2) values of an attribute can be both a string and a number. The token logic goes for this as well.
3) an attribute can have multiple values. Some databases like Oracle support user defined data types and varrays making it possible to capture multiple values.
4) different items can have different attributes. However, the doc indicates “256 total attribute name-value pairs per item”. It wasn’t clear if the union of all attributes across the items in a domain is 256 or for each item individually it is 256 (but much more across items). If it’s across the items, then this is no different than having a static table with 256 character columns and using a bit-map index on all of them.
Bitmap indexes are extremely fast. They work best when the ratio of the distinct set of values to the total records is low (fewer distinct values). Due to their vector storage nature, the query criteria are resolved individually (unlike in case of other types of indexes where either nested-loops, hash-join or merge-join is used), which is nothing but just fetching the index which is a vector and set-operations are performed on the bit vectors. This works well for “=” operator.
For example, there are a million records of people and Gender is indexed as a bit-map index, then getting the list of all the Males in this set of population is no more than loading the bitmap vector and picking all the records whose bits are set to 1. The “!=” operator is also not hard to implement it.
Dealing with numeric types and the related operators such as >= and and < is a bit expensive. The way it works is, the distinct values possible between the specified range and available among the distinct indexed values is identified and for each of these values, the index is loaded and a set union operation is performed. Though, a CBO database may be smart enough to go directly for a FTS (Full Table Scan) than loading all the indexes and then resolving the table.
From the SimpleDB documentation which mentions
“# Positive integers should be zero-padded to match the largest number of digits in your data set. For example, if the largest number you are planning to use in a range is 1,000,000, every number that you store in SimpleDB should be zero-padded to at least 7 digits. You would store 25 as 0000025, 4597 as 0004597, and so on.

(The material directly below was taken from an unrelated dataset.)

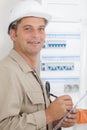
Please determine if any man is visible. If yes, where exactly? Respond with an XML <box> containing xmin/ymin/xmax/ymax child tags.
<box><xmin>0</xmin><ymin>0</ymin><xmax>77</xmax><ymax>130</ymax></box>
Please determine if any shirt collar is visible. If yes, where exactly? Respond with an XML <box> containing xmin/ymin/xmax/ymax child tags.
<box><xmin>9</xmin><ymin>49</ymin><xmax>33</xmax><ymax>73</ymax></box>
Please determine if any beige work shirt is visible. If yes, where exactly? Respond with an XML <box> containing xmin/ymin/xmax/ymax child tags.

# Negative integers should be offset and turned into positive numbers and zero-padded. For example, if the smallest negative integer in your data set is -500, your application should add at least 500 to every number that you store. This ensures that every number is now positive and enables you to use the zero-padding technique.”

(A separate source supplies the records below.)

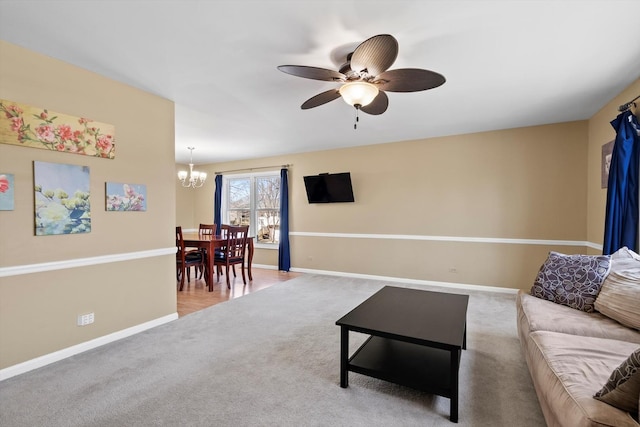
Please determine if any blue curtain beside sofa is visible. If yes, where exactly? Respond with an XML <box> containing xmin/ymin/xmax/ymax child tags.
<box><xmin>603</xmin><ymin>110</ymin><xmax>639</xmax><ymax>254</ymax></box>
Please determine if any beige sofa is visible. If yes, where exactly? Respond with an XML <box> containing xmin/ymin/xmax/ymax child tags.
<box><xmin>516</xmin><ymin>249</ymin><xmax>640</xmax><ymax>427</ymax></box>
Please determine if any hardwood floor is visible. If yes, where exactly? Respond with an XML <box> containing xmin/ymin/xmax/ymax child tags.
<box><xmin>176</xmin><ymin>267</ymin><xmax>303</xmax><ymax>317</ymax></box>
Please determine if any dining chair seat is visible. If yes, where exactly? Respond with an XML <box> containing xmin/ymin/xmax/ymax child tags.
<box><xmin>185</xmin><ymin>251</ymin><xmax>203</xmax><ymax>262</ymax></box>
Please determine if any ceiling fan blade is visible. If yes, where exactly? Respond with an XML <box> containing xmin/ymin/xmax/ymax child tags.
<box><xmin>375</xmin><ymin>68</ymin><xmax>446</xmax><ymax>92</ymax></box>
<box><xmin>301</xmin><ymin>89</ymin><xmax>342</xmax><ymax>109</ymax></box>
<box><xmin>277</xmin><ymin>65</ymin><xmax>346</xmax><ymax>82</ymax></box>
<box><xmin>350</xmin><ymin>34</ymin><xmax>398</xmax><ymax>77</ymax></box>
<box><xmin>360</xmin><ymin>91</ymin><xmax>388</xmax><ymax>115</ymax></box>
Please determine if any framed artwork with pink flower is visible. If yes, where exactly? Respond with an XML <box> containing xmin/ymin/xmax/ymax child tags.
<box><xmin>0</xmin><ymin>98</ymin><xmax>115</xmax><ymax>159</ymax></box>
<box><xmin>106</xmin><ymin>182</ymin><xmax>147</xmax><ymax>212</ymax></box>
<box><xmin>0</xmin><ymin>173</ymin><xmax>15</xmax><ymax>211</ymax></box>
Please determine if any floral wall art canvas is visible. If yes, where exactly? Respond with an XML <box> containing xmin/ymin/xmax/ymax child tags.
<box><xmin>0</xmin><ymin>173</ymin><xmax>15</xmax><ymax>211</ymax></box>
<box><xmin>106</xmin><ymin>182</ymin><xmax>147</xmax><ymax>211</ymax></box>
<box><xmin>0</xmin><ymin>98</ymin><xmax>115</xmax><ymax>159</ymax></box>
<box><xmin>34</xmin><ymin>161</ymin><xmax>91</xmax><ymax>235</ymax></box>
<box><xmin>601</xmin><ymin>139</ymin><xmax>614</xmax><ymax>189</ymax></box>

it appears that the SimpleDB has been optimized to deal with constant-length positive numbers represented as string tokens. This is perhaps understandable since this technology, most likely developed to support Amazon’s highly scalable product catalog has most numeric attributes that are only positive (I mean, when was the last time you got an item at a -ve price? I once did after the manufacturer rebate and the retailer rebate both got cleared for an item).